Deep Structural Network Embedding (KDD 2016) in Keras
Motivation
In this project, I implemented the algorithm in Deep Structural Network Embedding (KDD 2016) using Keras
The algorithm in the paper actually blew my mind because:
- it uses auto-encoder for representation learning in an interesting way
- the experiment result really demonstrates its superiority
To see how it works in reality, I set out to implement it by myself.
During the process, I gained some hand-on experience on:
- Keras’s basics, defining custom loss function, defining custom callback, auto-encoder basics and implementing it in keras
- hyper-parameter tuning: grid search
- tensorboard visualization/exploration, one good example
- the code is hosted in github
The algorithm
I describe the algorithm very briefly. For more details, I recommend reading the papers
Firstly, the algorithm’s goal is to learn low dimensional embedding for each node.
Then for this goal, the loss function captures two aspects:
- neighboring nodes should have embeddings close to each other (“1st order proximity” referred in the paper)
- each node’s embedding should be able to predict its neighboring nodes (“2nd order proximity” referred in the paper )
The auto-encoder comes into play for 2nd order proximity.

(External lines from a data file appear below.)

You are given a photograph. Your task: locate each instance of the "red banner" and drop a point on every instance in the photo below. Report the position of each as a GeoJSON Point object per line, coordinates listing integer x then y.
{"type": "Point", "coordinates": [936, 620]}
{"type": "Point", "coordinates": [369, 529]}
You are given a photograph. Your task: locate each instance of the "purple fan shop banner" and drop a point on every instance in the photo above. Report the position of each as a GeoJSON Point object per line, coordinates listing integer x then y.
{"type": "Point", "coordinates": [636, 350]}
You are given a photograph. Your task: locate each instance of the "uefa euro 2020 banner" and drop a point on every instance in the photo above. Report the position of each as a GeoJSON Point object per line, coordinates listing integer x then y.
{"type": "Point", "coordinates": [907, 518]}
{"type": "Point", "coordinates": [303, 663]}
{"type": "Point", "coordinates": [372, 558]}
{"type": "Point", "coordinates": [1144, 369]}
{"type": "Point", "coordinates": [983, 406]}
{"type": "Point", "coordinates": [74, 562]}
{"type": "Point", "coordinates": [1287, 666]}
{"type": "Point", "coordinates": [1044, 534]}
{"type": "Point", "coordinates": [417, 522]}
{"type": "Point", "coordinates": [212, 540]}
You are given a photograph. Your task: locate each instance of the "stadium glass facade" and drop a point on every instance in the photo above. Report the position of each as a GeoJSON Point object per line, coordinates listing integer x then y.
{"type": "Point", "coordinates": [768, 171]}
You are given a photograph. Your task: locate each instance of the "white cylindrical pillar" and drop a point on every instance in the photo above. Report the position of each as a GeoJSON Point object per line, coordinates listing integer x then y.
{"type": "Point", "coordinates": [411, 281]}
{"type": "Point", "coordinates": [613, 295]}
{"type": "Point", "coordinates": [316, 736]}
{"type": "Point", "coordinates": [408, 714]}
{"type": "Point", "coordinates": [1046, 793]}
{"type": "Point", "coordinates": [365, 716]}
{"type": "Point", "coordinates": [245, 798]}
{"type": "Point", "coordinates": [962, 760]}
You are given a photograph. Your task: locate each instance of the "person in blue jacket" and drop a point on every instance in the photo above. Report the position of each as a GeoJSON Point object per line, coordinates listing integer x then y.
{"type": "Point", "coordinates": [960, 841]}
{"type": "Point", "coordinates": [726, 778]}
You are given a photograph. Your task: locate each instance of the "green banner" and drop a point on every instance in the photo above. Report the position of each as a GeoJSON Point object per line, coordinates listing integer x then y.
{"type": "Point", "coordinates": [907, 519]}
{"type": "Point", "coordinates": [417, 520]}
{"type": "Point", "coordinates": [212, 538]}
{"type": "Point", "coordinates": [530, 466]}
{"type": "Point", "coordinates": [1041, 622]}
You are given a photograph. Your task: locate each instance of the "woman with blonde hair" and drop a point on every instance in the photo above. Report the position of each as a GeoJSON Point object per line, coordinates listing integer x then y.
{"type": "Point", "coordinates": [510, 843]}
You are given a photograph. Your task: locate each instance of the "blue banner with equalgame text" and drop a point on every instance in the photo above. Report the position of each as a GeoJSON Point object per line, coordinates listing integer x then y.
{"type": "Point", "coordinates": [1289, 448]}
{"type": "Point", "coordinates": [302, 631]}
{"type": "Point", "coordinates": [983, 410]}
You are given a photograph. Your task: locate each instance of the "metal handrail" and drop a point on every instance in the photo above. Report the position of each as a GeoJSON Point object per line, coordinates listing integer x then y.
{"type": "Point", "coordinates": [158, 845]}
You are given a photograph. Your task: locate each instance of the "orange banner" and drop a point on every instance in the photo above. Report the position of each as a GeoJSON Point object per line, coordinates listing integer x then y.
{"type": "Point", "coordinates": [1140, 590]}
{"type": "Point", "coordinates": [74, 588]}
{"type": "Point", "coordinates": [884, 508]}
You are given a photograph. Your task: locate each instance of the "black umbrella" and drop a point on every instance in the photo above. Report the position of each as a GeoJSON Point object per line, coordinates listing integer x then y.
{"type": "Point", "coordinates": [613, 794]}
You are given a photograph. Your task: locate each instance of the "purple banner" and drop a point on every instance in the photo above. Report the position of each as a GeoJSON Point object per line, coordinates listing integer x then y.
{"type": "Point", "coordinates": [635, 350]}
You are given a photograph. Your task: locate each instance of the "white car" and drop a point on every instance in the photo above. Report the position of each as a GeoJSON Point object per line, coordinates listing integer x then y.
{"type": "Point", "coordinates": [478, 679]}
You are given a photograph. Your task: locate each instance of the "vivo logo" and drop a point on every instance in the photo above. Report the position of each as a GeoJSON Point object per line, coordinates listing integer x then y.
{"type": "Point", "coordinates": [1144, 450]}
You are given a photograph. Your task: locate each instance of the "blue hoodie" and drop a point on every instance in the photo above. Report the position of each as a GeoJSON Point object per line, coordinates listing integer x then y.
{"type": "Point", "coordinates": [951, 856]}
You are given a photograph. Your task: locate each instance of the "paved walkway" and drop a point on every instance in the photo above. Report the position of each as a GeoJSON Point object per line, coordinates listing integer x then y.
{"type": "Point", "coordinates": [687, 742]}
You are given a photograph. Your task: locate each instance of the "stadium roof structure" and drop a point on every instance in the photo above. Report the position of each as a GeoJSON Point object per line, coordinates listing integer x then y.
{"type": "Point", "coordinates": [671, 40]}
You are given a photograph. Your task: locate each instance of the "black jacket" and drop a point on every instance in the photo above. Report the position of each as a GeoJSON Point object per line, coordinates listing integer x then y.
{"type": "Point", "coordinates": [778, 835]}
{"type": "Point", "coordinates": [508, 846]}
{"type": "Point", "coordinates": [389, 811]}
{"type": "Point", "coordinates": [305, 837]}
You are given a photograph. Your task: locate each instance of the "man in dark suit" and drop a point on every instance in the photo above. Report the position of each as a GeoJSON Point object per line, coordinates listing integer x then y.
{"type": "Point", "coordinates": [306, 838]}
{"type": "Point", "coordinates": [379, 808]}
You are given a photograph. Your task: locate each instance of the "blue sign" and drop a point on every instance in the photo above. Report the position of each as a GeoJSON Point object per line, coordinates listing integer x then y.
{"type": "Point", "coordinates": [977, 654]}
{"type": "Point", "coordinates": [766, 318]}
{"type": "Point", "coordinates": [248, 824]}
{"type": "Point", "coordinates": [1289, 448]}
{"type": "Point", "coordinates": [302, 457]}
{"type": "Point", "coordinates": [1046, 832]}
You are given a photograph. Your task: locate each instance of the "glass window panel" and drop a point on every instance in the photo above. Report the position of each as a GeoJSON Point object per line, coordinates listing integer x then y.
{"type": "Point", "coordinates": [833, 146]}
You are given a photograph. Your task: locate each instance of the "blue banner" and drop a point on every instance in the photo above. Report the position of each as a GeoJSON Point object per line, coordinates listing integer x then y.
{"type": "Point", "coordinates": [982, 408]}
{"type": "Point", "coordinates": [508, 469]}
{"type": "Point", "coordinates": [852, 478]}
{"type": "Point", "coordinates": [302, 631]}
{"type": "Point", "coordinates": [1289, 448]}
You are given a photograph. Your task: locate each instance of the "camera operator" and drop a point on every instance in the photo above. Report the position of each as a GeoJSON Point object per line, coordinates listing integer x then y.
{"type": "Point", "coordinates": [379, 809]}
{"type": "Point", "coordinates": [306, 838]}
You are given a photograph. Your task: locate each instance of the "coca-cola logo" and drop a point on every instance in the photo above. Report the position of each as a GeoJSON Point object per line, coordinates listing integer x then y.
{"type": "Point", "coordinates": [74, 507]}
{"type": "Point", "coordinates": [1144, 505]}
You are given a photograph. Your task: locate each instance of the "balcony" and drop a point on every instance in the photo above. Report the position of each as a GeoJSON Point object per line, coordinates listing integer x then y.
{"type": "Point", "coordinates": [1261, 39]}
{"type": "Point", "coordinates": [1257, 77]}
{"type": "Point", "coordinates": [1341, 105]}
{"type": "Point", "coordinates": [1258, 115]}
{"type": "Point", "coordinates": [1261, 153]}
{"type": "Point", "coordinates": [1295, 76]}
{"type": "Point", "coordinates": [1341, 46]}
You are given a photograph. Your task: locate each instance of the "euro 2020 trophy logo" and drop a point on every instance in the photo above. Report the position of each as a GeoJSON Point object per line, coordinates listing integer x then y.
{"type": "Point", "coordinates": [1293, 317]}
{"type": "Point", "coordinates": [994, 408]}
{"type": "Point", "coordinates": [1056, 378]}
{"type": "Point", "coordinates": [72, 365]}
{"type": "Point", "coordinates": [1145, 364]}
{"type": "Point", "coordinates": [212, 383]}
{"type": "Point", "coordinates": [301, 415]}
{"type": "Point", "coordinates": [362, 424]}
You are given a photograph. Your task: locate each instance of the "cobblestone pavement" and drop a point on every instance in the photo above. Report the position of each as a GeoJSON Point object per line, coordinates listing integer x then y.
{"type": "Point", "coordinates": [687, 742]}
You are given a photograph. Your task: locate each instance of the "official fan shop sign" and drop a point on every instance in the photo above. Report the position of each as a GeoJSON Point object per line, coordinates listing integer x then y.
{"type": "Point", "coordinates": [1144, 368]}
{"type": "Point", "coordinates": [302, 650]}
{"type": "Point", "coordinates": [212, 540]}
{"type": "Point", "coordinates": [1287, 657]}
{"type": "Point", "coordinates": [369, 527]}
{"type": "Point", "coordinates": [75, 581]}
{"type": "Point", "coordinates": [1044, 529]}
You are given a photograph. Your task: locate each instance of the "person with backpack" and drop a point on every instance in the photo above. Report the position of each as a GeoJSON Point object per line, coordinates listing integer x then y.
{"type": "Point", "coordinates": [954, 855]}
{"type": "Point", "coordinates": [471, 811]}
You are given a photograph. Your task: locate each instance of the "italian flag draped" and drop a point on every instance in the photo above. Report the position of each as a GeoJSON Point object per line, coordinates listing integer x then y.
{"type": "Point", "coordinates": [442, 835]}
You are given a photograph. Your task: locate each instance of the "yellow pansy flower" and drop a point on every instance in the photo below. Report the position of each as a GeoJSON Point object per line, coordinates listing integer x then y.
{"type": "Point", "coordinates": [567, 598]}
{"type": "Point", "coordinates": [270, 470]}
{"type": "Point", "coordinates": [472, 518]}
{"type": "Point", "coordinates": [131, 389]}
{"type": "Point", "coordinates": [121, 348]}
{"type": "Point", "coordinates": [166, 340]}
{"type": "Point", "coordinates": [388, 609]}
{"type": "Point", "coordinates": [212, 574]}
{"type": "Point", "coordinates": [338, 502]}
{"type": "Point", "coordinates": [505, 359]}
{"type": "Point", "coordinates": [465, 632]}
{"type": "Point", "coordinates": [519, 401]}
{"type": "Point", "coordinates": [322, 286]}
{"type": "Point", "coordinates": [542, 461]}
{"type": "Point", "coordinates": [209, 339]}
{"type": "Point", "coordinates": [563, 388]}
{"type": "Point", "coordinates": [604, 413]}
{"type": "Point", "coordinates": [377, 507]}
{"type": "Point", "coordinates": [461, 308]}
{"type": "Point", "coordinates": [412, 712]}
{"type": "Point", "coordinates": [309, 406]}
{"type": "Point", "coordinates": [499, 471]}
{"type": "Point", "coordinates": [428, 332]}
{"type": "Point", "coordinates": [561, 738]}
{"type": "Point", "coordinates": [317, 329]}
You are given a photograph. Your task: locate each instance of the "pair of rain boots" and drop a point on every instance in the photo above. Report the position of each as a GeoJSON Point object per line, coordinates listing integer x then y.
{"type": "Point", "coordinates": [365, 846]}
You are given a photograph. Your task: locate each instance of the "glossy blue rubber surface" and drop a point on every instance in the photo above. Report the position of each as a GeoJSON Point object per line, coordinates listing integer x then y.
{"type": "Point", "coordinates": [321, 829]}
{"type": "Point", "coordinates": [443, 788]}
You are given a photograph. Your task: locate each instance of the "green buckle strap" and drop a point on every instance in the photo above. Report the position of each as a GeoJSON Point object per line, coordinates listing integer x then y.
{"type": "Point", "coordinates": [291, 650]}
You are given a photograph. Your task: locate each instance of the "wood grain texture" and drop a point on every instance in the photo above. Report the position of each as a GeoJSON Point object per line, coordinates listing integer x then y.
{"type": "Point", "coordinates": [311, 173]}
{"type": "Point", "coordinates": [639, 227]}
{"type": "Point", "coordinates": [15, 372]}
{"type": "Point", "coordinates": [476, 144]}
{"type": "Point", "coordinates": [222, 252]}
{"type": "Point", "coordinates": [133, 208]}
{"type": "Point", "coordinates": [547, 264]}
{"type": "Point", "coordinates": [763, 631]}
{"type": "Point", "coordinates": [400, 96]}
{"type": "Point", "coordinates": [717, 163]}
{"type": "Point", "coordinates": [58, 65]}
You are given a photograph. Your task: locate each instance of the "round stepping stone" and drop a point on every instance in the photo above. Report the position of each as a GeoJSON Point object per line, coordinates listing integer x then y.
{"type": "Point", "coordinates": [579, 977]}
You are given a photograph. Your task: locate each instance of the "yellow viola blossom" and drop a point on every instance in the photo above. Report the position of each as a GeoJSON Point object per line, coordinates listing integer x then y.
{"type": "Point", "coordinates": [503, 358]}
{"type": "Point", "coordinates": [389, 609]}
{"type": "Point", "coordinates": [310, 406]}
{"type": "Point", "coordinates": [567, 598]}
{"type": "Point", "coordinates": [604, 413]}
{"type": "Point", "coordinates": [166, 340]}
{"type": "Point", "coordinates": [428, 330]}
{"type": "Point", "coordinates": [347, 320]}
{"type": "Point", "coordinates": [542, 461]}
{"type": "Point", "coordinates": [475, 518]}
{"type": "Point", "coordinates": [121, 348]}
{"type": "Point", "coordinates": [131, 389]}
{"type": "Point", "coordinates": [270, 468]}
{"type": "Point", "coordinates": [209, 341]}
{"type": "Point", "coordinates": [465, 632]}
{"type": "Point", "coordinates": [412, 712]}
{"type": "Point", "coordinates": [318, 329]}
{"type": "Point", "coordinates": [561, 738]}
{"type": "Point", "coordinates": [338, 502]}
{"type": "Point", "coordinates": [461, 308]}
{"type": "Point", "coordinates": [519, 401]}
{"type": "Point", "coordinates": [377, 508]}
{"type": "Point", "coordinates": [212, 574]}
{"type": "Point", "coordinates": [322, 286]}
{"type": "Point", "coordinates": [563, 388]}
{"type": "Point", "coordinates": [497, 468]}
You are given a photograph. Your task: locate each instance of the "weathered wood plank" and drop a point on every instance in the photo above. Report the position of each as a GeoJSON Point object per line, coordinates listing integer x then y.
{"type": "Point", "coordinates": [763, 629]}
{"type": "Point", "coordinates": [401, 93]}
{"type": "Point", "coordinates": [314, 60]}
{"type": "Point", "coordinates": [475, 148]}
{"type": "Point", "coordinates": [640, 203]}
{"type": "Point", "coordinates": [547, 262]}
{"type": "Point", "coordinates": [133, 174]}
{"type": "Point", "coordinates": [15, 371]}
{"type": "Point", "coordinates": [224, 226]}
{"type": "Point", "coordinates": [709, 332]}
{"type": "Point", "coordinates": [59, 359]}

The algorithm implemented in Keras
First, we define the loss functions in the paper:
import math
import networkx as nx
import numpy as np
from functools import reduce
import keras
from keras import Model, backend as K, regularizers
from keras.layers import Dense, Embedding, Input, Reshape, Subtract, Lambda
def build_reconstruction_loss(beta):
"""
return the loss function for 2nd order proximity
beta: the definition below Equation 3"""
assert beta > 1
def reconstruction_loss(true_y, pred_y):
diff = K.square(true_y - pred_y)
# borrowed from https://github.com/suanrong/SDNE/blob/master/model/sdne.py#L93
weight = true_y * (beta - 1) + 1
weighted_diff = diff * weight
return K.mean(K.sum(weighted_diff, axis=1)) # mean square error
return reconstruction_loss
def edge_wise_loss(true_y, embedding_diff):
"""1st order proximity
"""
# true_y supposed to be None
# we don't use it
return K.mean(K.sum(K.square(embedding_diff), axis=1)) # mean square error
Then the main algorithm
class SDNE():
def __init__(self,
graph,
encode_dim,
weight='weight',
encoding_layer_dims=[],
beta=2, alpha=2,
l2_param=0.01):
"""graph: nx.Graph
encode_dim: int, length of inner most dim
beta: beta parameter under Equation 3
alpha: weight of loss function on self.edges
"""
self.encode_dim = encode_dim
###################
# GRAPH STUFF
###################
self.graph = graph
self.N = graph.number_of_nodes()
self.adj_mat = nx.adjacency_matrix(self.graph).toarray()
self.edges = np.array(list(self.graph.edges_iter()))
# weights
# default to 1
weights = [graph[u][v].get(weight, 1.0)
for u, v in self.graph.edges_iter()]
self.weights = np.array(weights, dtype=np.float32)[:, None]
if len(self.weights) == self.weights.sum():
print('the graph is unweighted')
####################
# INPUT
####################
# one end of an edge
input_a = Input(shape=(1,), name='input-a', dtype='int32')
# the other end of an edge
input_b = Input(shape=(1,), name='input-b', dtype='int32')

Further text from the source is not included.